Virgil eventually joined The Accelerators full time, making his debut with them at the Robin 2 about three years ago, opening for Stan Webb's Chickenshack.

"Then in January 2009 I started my own band," says McMahon. "We kept the name The Accelerators and we had our first support slot on our own opening for Eric Sardinas and so through that we kind of got noticed. People were starting to come to the Robin to see us opening. We did quite a few support slots at the Robin."

The young McMahon admits the Robin 2 holds a special place in his heart.

"Out of every venue we've played it's probably my favourite. I just feel like I'm on home ground and there's always a good audience at the Robin and we can play as loud as we want to. We have a great time there. We're very fortunate to have the chance to play there, it's a very prestigious place."

Last year was a landmark year in band's development as, aged 18, Virgil became the youngest person nominated at the 2010 British Blues Award and then along with brother Gabriel played in front of 3,000 fans alongside Midlands-born guitarist-singer Joanne Shaw Taylor supporting Black Country Communion at Wolverhampton Civic Hall.

There was a twist though – Virgil McMahon had to learn to play bass guitar first.

"I've been friends with Joanne Shaw Taylor for a long time, she's kind of like my big sister," says McMahon.

"The way Gabriel and myself ended up playing with her on her European and UK tour was because we had a change in bass player in our band and Joanne was using my brother Gabriel and our old bass player, Tom. However Tom left and at that point Joanne said 'It's a bit short notice for me to find another band, could you do it?' And so having never played bass I just said 'Sure' and just kind of went along with it."

And opening for Black Country Communion (the Anglo-American supergroup featuring featuring Cannock-born Glenn Hughes, formerly of Deep Purple, Black Sabbath and Trapeze, Dudley-born Jason Bonham, son of Led Zeppelin drummer John, American guitar virtuoso Joe Bonamassa and former Dream Theater keyboard player Derek Sherinian)?

Wow, that was something else! I've met Joe Bonamassa a couple of times and he's a super nice guy. I'd never met Glenn Hughes or Jason Bonham or Dererk Sherinian so I got to meet all those guys.

"I've been a massive fan of Deep Purple for a long time and a massive fan of Jason Bonham and his father John Bonham in Led Zeppelin, so it was a bit of an overwhelming experience.

"Glenn was such a nice guy. I mean here I am, this 19-year-old kid coming up to him and saying 'Hello Mr Hughes, would you mind if I have my picture taken with you?' He gave me a lot of time and stood and had a conversation with me and that was really something special."

Virgil & The Accelerators return to live duty with a warm-up gig at Stafford's Couture nightclub on Thursday September 15, 2011, before a good three months of touring that will see them headline the Robin 2 in Bilston on October 18, 2011.

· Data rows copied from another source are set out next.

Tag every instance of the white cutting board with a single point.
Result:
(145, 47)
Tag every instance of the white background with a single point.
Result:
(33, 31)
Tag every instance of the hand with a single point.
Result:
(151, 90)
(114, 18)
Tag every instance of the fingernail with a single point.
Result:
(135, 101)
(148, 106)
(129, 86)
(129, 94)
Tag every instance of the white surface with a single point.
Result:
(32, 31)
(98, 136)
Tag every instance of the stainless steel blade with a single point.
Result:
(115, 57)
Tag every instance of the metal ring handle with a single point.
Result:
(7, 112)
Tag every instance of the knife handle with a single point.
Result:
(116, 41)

"It's great," says McMahon. "We rehearse every day of the week. We've had a few gigs here and there but we've been sitting around, kind of gearing ourselves up for this tour. We're most definitely looking forward to it."

The tour is a mixture of headlining sets and support slots for the likes of Uriah Heep, Robin Trower and Blackfoot, putting Virgil & The Accelerators in front of whole new audiences.

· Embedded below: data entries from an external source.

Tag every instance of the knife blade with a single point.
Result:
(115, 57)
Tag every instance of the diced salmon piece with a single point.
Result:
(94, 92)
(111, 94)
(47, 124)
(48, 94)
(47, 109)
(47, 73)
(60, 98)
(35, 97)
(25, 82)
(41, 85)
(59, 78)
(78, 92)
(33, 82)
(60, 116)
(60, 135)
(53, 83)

We finish off talking about the lyrical inspiration of some of the songs on The Radium. Surely the band is too young to have the collective experience to have come up with songs with such classic blues titles as Backstabber, Cold Hearted Woman and Bad Girls? Not so.

"'Backstabber was originally about an old girlfriend of mine," says McMahon. "Cold Hearted Woman was actually written by Jack, who'd had a bad experience with a girl who wasn't all that nice to him and Bad Girl was about a couple of girls we ran into in Las Vegas."

  • The Radium by Virgil & The Accelerators is released on September 25, 2011.

  • The band plays Couture, Stafford, on Thursday September 15, 2011. Tickets are £6.

  • Virgil & The Accelerators play the Robin 2, Bilston, on Tuesday, October 18, 2011. Tickets are £10 in advance and £12 on the door.